Beyond keeping us entertained with his wild stories and colorful language, Ziglo, like most of those old hands, could accomplish amazing things with an absolute minimum of equipment. I remember an incident on a job located up on what we called the Hagerman Road several miles north of Maljamar, New Mexico. For those not acquainted with those environs it is located in the approximate geographic center of nowhere. At any rate, just as we drove up on the job that morning the fan belt on our vehicle broke leaving us stranded about thirty or forty miles from Lovington, the nearest outpost of civilization. We were using an air compressor on that job that started with a little pull rope similar to those used to start lawn mowers. Ziglo allowed he could make a fan belt out of the pull rope. So about an hour before sundown he took that thing, unravelled it about four inches on each end, and backspliced it together to make a complete circle, put it on the vehicle’s fan pulley, and it worked well enough to get us back to town. He claimed he learned the skill from an old cable splicer while working on a cable tool rig back in East Texas when he was just a kid.
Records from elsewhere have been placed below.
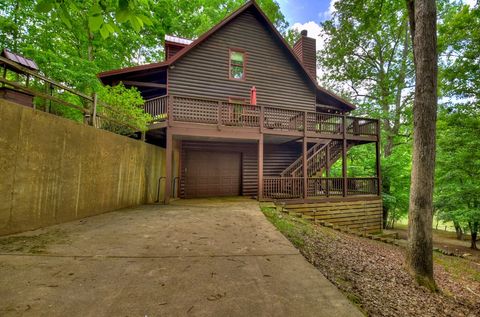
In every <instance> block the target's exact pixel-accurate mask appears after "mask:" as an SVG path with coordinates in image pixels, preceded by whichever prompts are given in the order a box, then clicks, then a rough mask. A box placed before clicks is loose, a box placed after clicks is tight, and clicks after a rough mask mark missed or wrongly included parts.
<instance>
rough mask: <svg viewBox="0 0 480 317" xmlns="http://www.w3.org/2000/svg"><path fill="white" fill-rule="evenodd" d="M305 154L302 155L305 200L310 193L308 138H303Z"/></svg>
mask: <svg viewBox="0 0 480 317" xmlns="http://www.w3.org/2000/svg"><path fill="white" fill-rule="evenodd" d="M302 144H303V151H302V152H303V153H302V159H303V162H302V164H303V173H302V174H303V198H305V199H307V194H308V193H307V191H308V188H307V187H308V175H307V174H308V170H307V138H306V137H304V138H303V143H302Z"/></svg>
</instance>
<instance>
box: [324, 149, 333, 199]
mask: <svg viewBox="0 0 480 317" xmlns="http://www.w3.org/2000/svg"><path fill="white" fill-rule="evenodd" d="M330 142H332V141H330ZM325 176H326V178H327V181H326V184H325V194H326V196H327V197H328V196H330V144H329V143H327V147H326V148H325Z"/></svg>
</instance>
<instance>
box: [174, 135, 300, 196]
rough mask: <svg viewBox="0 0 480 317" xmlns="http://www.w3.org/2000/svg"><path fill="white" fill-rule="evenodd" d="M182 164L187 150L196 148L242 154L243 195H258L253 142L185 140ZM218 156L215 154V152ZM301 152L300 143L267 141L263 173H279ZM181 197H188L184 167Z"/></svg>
mask: <svg viewBox="0 0 480 317" xmlns="http://www.w3.org/2000/svg"><path fill="white" fill-rule="evenodd" d="M181 149H182V153H181V166H186V163H187V162H186V160H187V155H188V154H187V153H189V152H191V153H193V154H194V152H195V151H209V152H210V153H215V152H235V153H241V156H242V163H241V166H242V171H241V176H242V179H241V194H242V195H243V196H256V195H257V193H258V163H257V162H258V152H257V150H258V146H257V144H254V143H233V142H205V141H182V145H181ZM212 155H215V154H212ZM298 155H300V150H299V147H298V146H297V145H271V144H265V149H264V175H265V176H280V172H281V171H283V169H285V168H286V167H287V166H288V165H290V164H291V163H292V162H293V161H295V160H296V159H297V157H298ZM180 177H181V178H180V197H182V198H185V197H186V195H185V168H182V170H181V171H180Z"/></svg>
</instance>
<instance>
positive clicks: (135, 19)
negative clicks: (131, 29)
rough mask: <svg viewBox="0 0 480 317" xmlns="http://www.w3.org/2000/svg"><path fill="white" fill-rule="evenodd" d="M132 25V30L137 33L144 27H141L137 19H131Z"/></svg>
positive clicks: (133, 18)
mask: <svg viewBox="0 0 480 317" xmlns="http://www.w3.org/2000/svg"><path fill="white" fill-rule="evenodd" d="M130 24H131V25H132V28H133V29H134V30H135V32H140V29H141V28H142V26H141V25H140V23H138V20H137V19H136V17H133V18H131V19H130Z"/></svg>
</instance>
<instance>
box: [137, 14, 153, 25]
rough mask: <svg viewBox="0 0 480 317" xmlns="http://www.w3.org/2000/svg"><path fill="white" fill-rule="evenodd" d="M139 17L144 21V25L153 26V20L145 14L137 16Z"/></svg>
mask: <svg viewBox="0 0 480 317" xmlns="http://www.w3.org/2000/svg"><path fill="white" fill-rule="evenodd" d="M137 17H138V18H140V19H141V20H142V21H143V23H145V24H146V25H153V22H152V20H150V18H149V17H147V16H145V15H143V14H139V15H137Z"/></svg>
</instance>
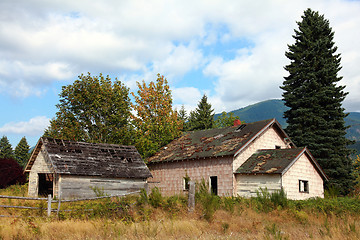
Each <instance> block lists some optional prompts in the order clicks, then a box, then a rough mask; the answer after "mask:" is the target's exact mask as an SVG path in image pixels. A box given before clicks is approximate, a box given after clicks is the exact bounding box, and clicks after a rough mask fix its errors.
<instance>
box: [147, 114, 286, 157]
mask: <svg viewBox="0 0 360 240" xmlns="http://www.w3.org/2000/svg"><path fill="white" fill-rule="evenodd" d="M272 124H275V125H277V127H278V128H279V130H280V132H281V133H282V134H283V137H284V138H287V137H288V136H287V135H286V133H285V132H284V131H283V130H282V128H281V127H280V124H279V123H278V122H277V121H276V120H275V119H268V120H263V121H258V122H253V123H246V124H242V125H240V126H231V127H226V128H216V129H207V130H200V131H194V132H187V133H185V134H184V135H183V136H181V137H179V138H177V139H175V140H173V141H172V142H171V143H169V144H168V145H166V146H165V147H163V148H162V149H160V151H159V152H157V153H156V154H155V155H154V156H152V157H150V158H149V159H148V162H149V163H150V164H151V163H156V162H168V161H181V160H187V159H196V158H206V157H222V156H229V155H232V156H234V155H236V154H237V153H238V152H239V151H240V150H241V149H244V148H245V147H246V146H247V145H248V144H249V142H251V141H253V140H254V139H255V138H256V137H257V136H259V135H260V134H261V133H262V132H263V131H264V130H265V129H266V128H267V127H269V126H271V125H272ZM291 144H292V143H291Z"/></svg>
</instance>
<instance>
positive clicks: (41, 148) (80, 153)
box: [25, 137, 151, 179]
mask: <svg viewBox="0 0 360 240" xmlns="http://www.w3.org/2000/svg"><path fill="white" fill-rule="evenodd" d="M41 154H42V155H44V156H46V157H47V159H48V161H49V162H50V163H51V165H52V167H53V169H54V173H57V174H66V175H81V176H99V177H107V178H109V177H117V178H144V179H145V178H148V177H150V176H151V173H150V171H149V169H148V168H147V167H146V165H145V163H144V162H143V160H142V159H141V156H140V154H139V153H138V152H137V150H136V148H135V147H134V146H123V145H115V144H95V143H84V142H73V141H66V140H60V139H52V138H44V137H43V138H40V140H39V142H38V144H37V146H36V148H35V150H34V153H33V154H32V156H31V157H30V160H29V162H28V164H27V166H26V168H25V171H28V172H29V171H31V168H32V167H33V165H34V162H35V160H36V159H37V158H38V156H40V155H41Z"/></svg>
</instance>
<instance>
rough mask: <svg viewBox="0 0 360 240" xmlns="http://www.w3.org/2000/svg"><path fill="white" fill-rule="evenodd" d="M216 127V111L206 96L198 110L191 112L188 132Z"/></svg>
mask: <svg viewBox="0 0 360 240" xmlns="http://www.w3.org/2000/svg"><path fill="white" fill-rule="evenodd" d="M213 127H214V109H212V108H211V104H210V103H208V101H207V96H206V95H205V94H204V95H203V97H202V98H201V100H200V102H199V103H198V105H197V108H196V109H195V110H194V111H191V112H190V116H189V118H188V123H187V130H189V131H193V130H203V129H210V128H213Z"/></svg>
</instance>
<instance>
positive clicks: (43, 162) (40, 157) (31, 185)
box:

But where Ziglo really shined was in what I call beer joint yarn spinning. When a bunch of us would gather for some evening refreshment at our favorite tavern he would hunker down behind a frosty long neck and spin some of the most outlandish stories you ever heard. He told about the time they were building some six ring grain tanks up in Kansas when the setter decided they were quitting too early in the day. So the boss took a pistol and walked around the tank and fired a round up in the air now and then which indeed kept the crew at work on the scaffold.
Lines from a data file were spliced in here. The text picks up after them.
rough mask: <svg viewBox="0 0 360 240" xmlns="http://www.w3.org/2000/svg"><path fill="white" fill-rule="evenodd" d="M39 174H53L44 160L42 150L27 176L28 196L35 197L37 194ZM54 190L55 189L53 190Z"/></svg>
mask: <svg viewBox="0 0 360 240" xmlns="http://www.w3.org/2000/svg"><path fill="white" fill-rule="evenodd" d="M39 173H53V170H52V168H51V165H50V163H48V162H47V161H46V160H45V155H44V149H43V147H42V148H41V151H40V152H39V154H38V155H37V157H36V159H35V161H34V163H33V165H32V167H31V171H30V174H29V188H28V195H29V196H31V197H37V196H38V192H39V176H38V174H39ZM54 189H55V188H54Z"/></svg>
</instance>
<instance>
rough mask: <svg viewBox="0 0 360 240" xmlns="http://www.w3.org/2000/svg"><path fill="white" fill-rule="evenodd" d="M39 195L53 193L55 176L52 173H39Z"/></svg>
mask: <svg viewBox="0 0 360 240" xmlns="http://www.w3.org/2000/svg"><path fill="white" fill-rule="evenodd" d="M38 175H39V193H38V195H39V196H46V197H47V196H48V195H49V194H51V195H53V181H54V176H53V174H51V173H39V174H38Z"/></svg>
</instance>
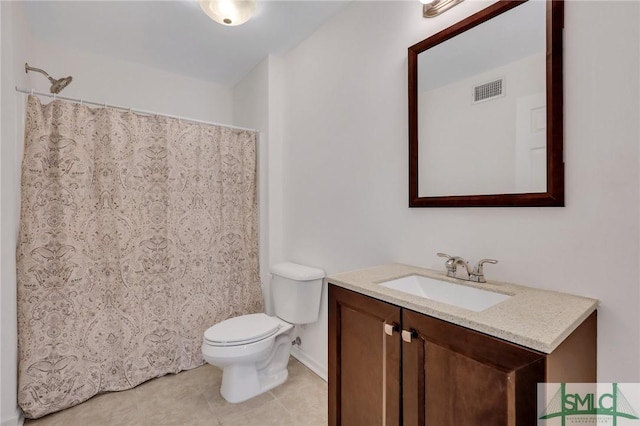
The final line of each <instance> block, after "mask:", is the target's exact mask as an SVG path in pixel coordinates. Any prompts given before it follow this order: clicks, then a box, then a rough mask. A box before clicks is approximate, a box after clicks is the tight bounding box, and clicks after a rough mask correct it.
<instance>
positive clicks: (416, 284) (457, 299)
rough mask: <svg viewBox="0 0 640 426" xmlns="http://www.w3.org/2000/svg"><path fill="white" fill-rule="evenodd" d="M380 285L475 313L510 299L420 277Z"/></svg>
mask: <svg viewBox="0 0 640 426" xmlns="http://www.w3.org/2000/svg"><path fill="white" fill-rule="evenodd" d="M380 285H381V286H382V287H387V288H391V289H394V290H398V291H402V292H404V293H409V294H412V295H414V296H418V297H424V298H425V299H431V300H436V301H438V302H442V303H446V304H449V305H453V306H457V307H460V308H464V309H469V310H471V311H475V312H480V311H484V310H485V309H487V308H490V307H492V306H493V305H496V304H498V303H500V302H502V301H504V300H507V299H508V298H510V297H511V296H509V295H507V294H501V293H496V292H493V291H489V290H481V289H479V288H475V287H467V286H464V285H459V284H454V283H450V282H448V281H441V280H437V279H435V278H428V277H423V276H422V275H409V276H407V277H403V278H398V279H395V280H391V281H386V282H383V283H381V284H380Z"/></svg>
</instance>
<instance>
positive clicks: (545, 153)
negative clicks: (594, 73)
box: [408, 0, 564, 207]
mask: <svg viewBox="0 0 640 426" xmlns="http://www.w3.org/2000/svg"><path fill="white" fill-rule="evenodd" d="M563 13H564V5H563V2H562V1H552V0H547V1H546V2H543V1H535V0H534V1H524V2H523V1H498V2H497V3H494V4H492V5H491V6H489V7H487V8H486V9H483V10H482V11H480V12H478V13H476V14H474V15H472V16H470V17H468V18H466V19H464V20H463V21H461V22H459V23H457V24H455V25H453V26H451V27H449V28H447V29H445V30H443V31H440V32H439V33H437V34H435V35H433V36H431V37H429V38H427V39H425V40H423V41H421V42H419V43H417V44H415V45H413V46H411V47H410V48H409V51H408V55H409V57H408V62H409V206H410V207H483V206H520V207H525V206H564V161H563V115H562V114H563V112H562V108H563V97H562V91H563V88H562V28H563Z"/></svg>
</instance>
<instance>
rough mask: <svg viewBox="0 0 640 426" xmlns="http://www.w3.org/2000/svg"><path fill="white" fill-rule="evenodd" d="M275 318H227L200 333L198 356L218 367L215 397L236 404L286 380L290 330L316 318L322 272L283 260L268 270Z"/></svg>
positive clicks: (253, 317)
mask: <svg viewBox="0 0 640 426" xmlns="http://www.w3.org/2000/svg"><path fill="white" fill-rule="evenodd" d="M270 271H271V274H272V276H273V279H272V280H271V295H272V299H273V306H274V313H275V316H269V315H267V314H264V313H260V314H249V315H242V316H239V317H234V318H229V319H227V320H224V321H222V322H220V323H218V324H215V325H213V326H212V327H209V328H208V329H207V330H206V331H205V332H204V339H203V342H202V355H203V357H204V359H205V361H206V362H208V363H209V364H211V365H215V366H217V367H220V368H222V386H221V388H220V393H221V394H222V396H223V398H224V399H226V400H227V401H229V402H234V403H235V402H242V401H246V400H247V399H250V398H253V397H254V396H257V395H260V394H261V393H263V392H267V391H268V390H270V389H273V388H274V387H276V386H278V385H280V384H282V383H284V382H285V381H286V380H287V376H288V371H287V365H288V363H289V354H290V352H291V345H292V341H293V340H294V339H295V336H294V331H295V326H296V325H300V324H307V323H312V322H315V321H317V320H318V315H319V313H320V298H321V295H322V279H323V278H324V275H325V274H324V271H323V270H321V269H317V268H312V267H309V266H303V265H298V264H296V263H291V262H285V263H279V264H276V265H273V266H272V267H271V270H270Z"/></svg>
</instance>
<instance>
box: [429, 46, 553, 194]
mask: <svg viewBox="0 0 640 426" xmlns="http://www.w3.org/2000/svg"><path fill="white" fill-rule="evenodd" d="M545 59H546V58H545V54H544V52H541V53H539V54H536V55H532V56H529V57H527V58H524V59H520V60H517V61H514V62H511V63H509V64H506V65H502V66H500V67H496V68H493V69H491V70H488V71H485V72H482V73H480V74H476V75H474V76H471V77H468V78H465V79H463V80H459V81H457V82H454V83H451V84H447V85H445V86H441V87H437V88H433V89H431V90H423V91H419V92H418V114H419V115H418V134H419V135H420V141H421V146H420V150H419V151H418V162H419V164H420V173H419V176H418V188H419V195H420V196H440V195H470V194H508V193H515V192H518V188H517V186H516V145H517V139H516V135H517V130H518V129H517V126H516V119H517V116H516V112H517V110H518V102H520V101H521V99H522V98H523V97H524V96H530V95H535V94H540V96H541V97H542V99H544V90H545V77H544V76H545V64H546V63H545ZM419 66H420V69H422V65H420V64H419ZM500 78H502V79H503V81H504V83H503V95H502V96H500V97H497V98H494V99H490V100H487V101H484V102H479V103H473V100H472V99H473V96H472V94H473V87H475V86H477V85H480V84H484V83H487V82H489V81H494V80H497V79H500ZM461 123H465V124H464V125H461ZM527 124H529V125H530V123H529V122H527ZM526 133H528V132H526ZM469 175H473V176H474V178H473V179H469ZM543 191H544V189H543ZM520 192H522V189H520Z"/></svg>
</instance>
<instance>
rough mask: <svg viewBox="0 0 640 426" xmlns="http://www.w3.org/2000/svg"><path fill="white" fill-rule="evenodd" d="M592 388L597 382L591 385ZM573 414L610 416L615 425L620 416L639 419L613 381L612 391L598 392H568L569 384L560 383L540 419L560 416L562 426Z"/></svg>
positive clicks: (599, 417) (563, 424) (627, 401)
Another was the time he was working on a 5,000 out at Salt Flat way out on the New Mexico line north of El Paso. They were decking the tank and while part of the crew finished the deck others took the scaffold down. Evidently they forgot to mention it to one of the deck crew who walked over to the edge and hopped down on the scaffold which wasn’t there any more. When he hit the ground he broke his leg. After due consultation the entire crew loaded up and took their wounded comrade to a hospital in El Paso where they unceremoniously dropped him off and headed for Juarez to hold a wake in memory their wounded companion’s bad luck. About four days later, after they had blown all their money on wine, women, and song and sobered up, they stopped off at the hospital, loaded their broken legged companion up, and drove back to the job to complete the four hours of work necessary to complete it.
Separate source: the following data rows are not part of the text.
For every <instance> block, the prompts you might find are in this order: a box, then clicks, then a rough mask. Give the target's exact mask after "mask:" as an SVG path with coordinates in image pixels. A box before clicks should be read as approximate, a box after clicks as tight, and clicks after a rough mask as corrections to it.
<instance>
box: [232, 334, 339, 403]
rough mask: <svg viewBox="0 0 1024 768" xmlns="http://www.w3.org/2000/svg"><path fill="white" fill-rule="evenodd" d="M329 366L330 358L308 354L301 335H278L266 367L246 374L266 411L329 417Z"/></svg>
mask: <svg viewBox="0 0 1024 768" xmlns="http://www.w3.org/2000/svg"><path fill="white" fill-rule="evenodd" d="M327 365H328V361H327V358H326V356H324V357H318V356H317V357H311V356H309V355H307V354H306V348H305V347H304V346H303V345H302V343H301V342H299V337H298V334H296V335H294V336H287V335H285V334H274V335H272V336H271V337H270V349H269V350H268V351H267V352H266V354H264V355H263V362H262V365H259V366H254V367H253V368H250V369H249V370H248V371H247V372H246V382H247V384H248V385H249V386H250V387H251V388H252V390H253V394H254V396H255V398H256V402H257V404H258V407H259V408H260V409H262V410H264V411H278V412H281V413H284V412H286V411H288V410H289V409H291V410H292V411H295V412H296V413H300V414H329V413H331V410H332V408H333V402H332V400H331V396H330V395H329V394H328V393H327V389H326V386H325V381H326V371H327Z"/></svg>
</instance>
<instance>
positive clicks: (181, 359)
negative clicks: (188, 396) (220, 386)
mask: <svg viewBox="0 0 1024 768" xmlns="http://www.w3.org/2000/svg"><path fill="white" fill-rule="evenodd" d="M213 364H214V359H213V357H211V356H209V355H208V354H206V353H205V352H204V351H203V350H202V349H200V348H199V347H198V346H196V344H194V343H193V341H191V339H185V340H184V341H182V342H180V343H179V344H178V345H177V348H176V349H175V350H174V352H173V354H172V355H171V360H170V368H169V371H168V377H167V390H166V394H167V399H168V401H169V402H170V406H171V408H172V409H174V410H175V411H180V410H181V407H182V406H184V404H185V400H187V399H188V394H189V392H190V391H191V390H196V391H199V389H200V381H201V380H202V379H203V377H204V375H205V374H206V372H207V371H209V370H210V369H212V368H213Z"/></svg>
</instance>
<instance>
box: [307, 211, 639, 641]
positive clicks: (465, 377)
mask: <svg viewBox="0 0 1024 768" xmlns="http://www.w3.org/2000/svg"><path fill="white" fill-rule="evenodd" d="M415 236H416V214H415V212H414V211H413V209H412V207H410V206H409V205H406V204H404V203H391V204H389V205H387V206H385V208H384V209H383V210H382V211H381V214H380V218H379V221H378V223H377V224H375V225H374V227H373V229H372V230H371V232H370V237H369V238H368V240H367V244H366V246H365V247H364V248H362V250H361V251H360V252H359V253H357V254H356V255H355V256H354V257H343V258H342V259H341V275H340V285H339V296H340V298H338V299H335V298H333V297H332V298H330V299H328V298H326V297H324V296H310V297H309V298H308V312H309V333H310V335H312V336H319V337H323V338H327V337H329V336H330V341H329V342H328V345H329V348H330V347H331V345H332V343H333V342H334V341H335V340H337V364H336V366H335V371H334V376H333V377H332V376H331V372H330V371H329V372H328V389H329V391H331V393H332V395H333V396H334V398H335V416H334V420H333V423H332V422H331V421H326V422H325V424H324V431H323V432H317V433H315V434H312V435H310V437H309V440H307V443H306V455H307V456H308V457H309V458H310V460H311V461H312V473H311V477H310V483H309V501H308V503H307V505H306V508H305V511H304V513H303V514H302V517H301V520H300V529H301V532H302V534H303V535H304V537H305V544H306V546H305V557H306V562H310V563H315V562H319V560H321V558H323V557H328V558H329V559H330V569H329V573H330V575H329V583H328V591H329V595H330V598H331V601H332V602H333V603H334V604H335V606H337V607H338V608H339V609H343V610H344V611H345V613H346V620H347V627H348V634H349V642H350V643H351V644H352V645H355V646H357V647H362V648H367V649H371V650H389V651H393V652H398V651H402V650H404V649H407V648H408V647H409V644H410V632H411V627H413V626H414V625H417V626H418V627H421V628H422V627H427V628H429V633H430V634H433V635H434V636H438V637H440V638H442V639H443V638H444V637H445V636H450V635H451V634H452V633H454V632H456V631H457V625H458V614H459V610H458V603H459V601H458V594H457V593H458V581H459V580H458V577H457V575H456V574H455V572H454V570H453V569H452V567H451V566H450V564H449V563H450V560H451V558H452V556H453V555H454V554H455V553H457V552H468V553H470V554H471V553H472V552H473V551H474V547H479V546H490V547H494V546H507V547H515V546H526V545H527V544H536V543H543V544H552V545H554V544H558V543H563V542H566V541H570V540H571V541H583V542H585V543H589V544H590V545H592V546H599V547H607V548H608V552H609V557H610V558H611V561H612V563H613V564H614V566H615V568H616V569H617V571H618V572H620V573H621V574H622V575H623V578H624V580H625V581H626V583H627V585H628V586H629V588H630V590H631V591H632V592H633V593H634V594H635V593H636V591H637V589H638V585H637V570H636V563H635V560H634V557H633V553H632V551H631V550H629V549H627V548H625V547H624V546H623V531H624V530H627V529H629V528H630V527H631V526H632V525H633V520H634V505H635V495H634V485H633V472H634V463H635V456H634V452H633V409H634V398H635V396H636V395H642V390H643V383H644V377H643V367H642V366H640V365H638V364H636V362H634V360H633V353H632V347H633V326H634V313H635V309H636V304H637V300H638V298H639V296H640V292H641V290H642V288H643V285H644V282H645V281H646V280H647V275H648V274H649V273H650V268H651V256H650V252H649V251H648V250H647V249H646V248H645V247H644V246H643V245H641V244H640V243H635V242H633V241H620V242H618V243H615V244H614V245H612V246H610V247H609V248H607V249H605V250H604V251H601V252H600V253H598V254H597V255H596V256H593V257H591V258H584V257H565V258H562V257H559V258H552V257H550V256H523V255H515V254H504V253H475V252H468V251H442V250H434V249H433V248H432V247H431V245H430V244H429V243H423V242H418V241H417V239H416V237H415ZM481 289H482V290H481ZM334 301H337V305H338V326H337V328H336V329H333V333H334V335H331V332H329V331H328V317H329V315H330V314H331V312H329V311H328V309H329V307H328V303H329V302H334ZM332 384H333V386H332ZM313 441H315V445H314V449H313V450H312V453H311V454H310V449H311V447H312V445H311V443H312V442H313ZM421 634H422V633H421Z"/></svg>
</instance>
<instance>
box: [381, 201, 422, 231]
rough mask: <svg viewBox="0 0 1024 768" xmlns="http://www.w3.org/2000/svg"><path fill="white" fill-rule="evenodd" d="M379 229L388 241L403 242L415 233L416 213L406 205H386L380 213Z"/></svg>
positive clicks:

After I left the patch in the 70s I lost track of Ziglo. Some say that he took to driving a taxi cab as tanking faded out as a profession and he grew too old for the hard work and long days required by the patch. I could not swear to that, but what I can say that the memory of him and all those other old hands will live in my mind forever. Ziglo, Wild Bill, Henry, and all those others of my youth were pretty much typical of those who made the oil booms boom. Sometimes, in the still of the night, when I am all alone with my thoughtsI can still hear the faint sound of that wounded wart hog scream in the far distance.